ROBERT MORRIS. Autograph Letter Signed with Initials, to [John Nicholson], November 21, 1794. 1 p.

Inventory #23987       Price: $3,750

Complete Transcript

Dear Sir

            Mr Summers insisted on & got yesterday the $3000 you mention.

            The enclosed letter is necessary to be signed by you & sent, to prevent the Money if it arrives at Salem, lying there.                          

                                                                        Yours &c / RM

                                                                        Novr  21st 1794

Help, help if you can.

Historical Background 

In this desperate letter, Morris pleads with fellow speculator John Nicholson to sign a letter to cover debts to Andrew Summers. Three months later, in February 1795, Morris, Nicholson, and James Greenleaf formed the North American Land Company with holdings scattered across 4,000,000 acres from Georgia to New York. The three partners also remained “independent” speculators habitually purchasing tracts using promissory notes in favor of and endorsed by each other, as well as reserving large tracts for themselves outside of the holding company. Unsurprisingly, loan deadlines outpaced revenues. The resulting crash came in 1798, after whichboth Morris and Nicholson spent years in debtors’ prison as a result of their speculations.
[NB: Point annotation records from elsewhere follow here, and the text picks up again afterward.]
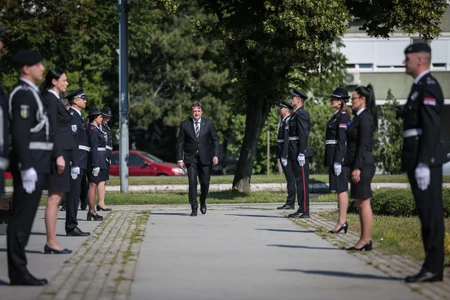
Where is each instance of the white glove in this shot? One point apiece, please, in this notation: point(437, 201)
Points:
point(74, 172)
point(422, 174)
point(95, 171)
point(337, 168)
point(301, 160)
point(29, 179)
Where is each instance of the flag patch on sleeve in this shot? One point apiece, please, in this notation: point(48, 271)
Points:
point(429, 101)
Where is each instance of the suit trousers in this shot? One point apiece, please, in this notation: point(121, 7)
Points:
point(301, 175)
point(290, 180)
point(196, 168)
point(24, 207)
point(72, 199)
point(429, 206)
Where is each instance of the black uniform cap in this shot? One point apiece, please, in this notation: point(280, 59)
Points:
point(286, 104)
point(27, 58)
point(106, 111)
point(340, 93)
point(297, 93)
point(78, 93)
point(94, 112)
point(417, 48)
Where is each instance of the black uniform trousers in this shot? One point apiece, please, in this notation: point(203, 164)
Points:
point(72, 199)
point(290, 183)
point(431, 214)
point(196, 168)
point(24, 207)
point(301, 175)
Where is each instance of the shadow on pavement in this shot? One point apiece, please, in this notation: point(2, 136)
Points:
point(342, 274)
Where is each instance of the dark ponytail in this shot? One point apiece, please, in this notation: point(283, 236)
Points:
point(369, 95)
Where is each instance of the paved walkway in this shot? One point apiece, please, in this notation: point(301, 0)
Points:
point(233, 252)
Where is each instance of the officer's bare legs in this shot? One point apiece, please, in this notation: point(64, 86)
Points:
point(51, 216)
point(365, 218)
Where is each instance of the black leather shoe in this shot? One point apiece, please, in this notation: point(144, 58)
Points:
point(99, 208)
point(424, 276)
point(28, 280)
point(285, 207)
point(48, 250)
point(77, 232)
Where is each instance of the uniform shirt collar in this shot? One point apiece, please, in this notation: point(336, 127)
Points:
point(30, 84)
point(417, 79)
point(54, 93)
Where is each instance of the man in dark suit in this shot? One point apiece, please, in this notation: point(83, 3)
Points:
point(423, 156)
point(299, 152)
point(30, 161)
point(197, 149)
point(283, 151)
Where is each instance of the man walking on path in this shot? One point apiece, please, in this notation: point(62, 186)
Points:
point(197, 148)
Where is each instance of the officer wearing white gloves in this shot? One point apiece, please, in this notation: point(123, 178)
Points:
point(299, 152)
point(423, 156)
point(30, 161)
point(282, 154)
point(335, 151)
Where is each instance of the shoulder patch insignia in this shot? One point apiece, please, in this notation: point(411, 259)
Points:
point(24, 111)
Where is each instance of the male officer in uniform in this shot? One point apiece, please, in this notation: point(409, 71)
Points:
point(423, 156)
point(282, 153)
point(299, 152)
point(30, 161)
point(77, 99)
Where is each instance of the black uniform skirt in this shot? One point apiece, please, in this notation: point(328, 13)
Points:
point(59, 182)
point(362, 190)
point(338, 183)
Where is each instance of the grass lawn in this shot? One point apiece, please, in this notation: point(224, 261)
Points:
point(394, 235)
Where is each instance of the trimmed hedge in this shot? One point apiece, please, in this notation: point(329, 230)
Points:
point(398, 203)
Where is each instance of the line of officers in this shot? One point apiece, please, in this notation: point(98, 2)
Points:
point(40, 137)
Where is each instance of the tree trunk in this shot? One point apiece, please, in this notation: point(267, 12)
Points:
point(256, 115)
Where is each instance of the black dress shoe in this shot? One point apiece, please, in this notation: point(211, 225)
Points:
point(28, 280)
point(77, 232)
point(285, 207)
point(424, 276)
point(48, 250)
point(99, 208)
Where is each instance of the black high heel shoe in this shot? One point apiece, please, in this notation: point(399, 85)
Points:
point(366, 247)
point(48, 250)
point(99, 208)
point(343, 227)
point(94, 216)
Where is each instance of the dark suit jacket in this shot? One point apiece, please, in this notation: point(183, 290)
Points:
point(360, 141)
point(207, 144)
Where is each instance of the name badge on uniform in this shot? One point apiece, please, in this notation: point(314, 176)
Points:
point(24, 111)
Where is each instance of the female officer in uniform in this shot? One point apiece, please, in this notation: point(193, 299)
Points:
point(58, 182)
point(99, 167)
point(360, 161)
point(335, 150)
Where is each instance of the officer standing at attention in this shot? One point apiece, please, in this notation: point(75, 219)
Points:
point(30, 161)
point(283, 151)
point(423, 156)
point(299, 152)
point(77, 99)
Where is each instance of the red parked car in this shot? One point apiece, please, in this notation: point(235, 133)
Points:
point(141, 163)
Robert Morris (1734-1806) immigrated to Maryland from Liverpool at age 13. After studying in Philadelphia, he became a partner in a banking and shipping firm in 1757. In the Second Continental Congress, he initially opposed independence and abstained in the final vote but signed the Declaration of Independence with the Pennsylvania delegation. He signed the Articles of Confederation in 1778 and the Constitution in 1787. Morris served as Superintendent of Finance from 1781-1784, and personally paid £10 million to fund the American army during the Revolutionary War. Morris served as Senator from Pennsylvania from 1789 to 1795. Deeply engaged in land speculation, he bought millions of acres in western New York in 1791, forming the North American Land Company with James Greenleaf and John (Jonathan) Nicholson. Due in no small part to their speculation, the land market collapsed, and Morris was ruined. The final blow came in 1798, when a minor creditor’s claim sent him to the Philadelphia debtor’s prison, where former President George Washington visited him. He remained in prison for three years until his wife was able to bail him out.

John (Jonathan) Nicholson (1758-1800) was a Welsh-born émigré to Pennsylvania who engaged in a variety of business ventures in revolutionary-era Philadelphia. In 1778 he was appointed clerk to the Board of Treasury of the Continental Congress. In 1782 he was appointed state Comptroller General, involving him in the collection of taxes and the liquidation of the assets of Loyalists convicted of treason in absentia. In 1793, he was impeached for personally speculating in federal securities with state funds. He was acquitted but forced to resign, because he was by this time a large public defaulter. In 1795, he joined Robert Morris and James Greenleaf in creating the North American Land Company, which invested in six million acres of lands in six states. Stung by the worldwide panic of 1797 and the Napoleonic Wars (which drove down the European market for American lands), Morris and Nicholson were each imprisoned for debt. Nicholson died in 1800, more than four million dollars in debt. His estate was not satisfactorily settled for over a half-century, and required the creation of a special Nicholson Court of Pleas in 1843.

Andrew Summers (1742-1806) was a wealthy Philadelphia banker and a close friend of Robert Morris. He was an original member of the Philadelphia Stock Exchange, founded in 1790.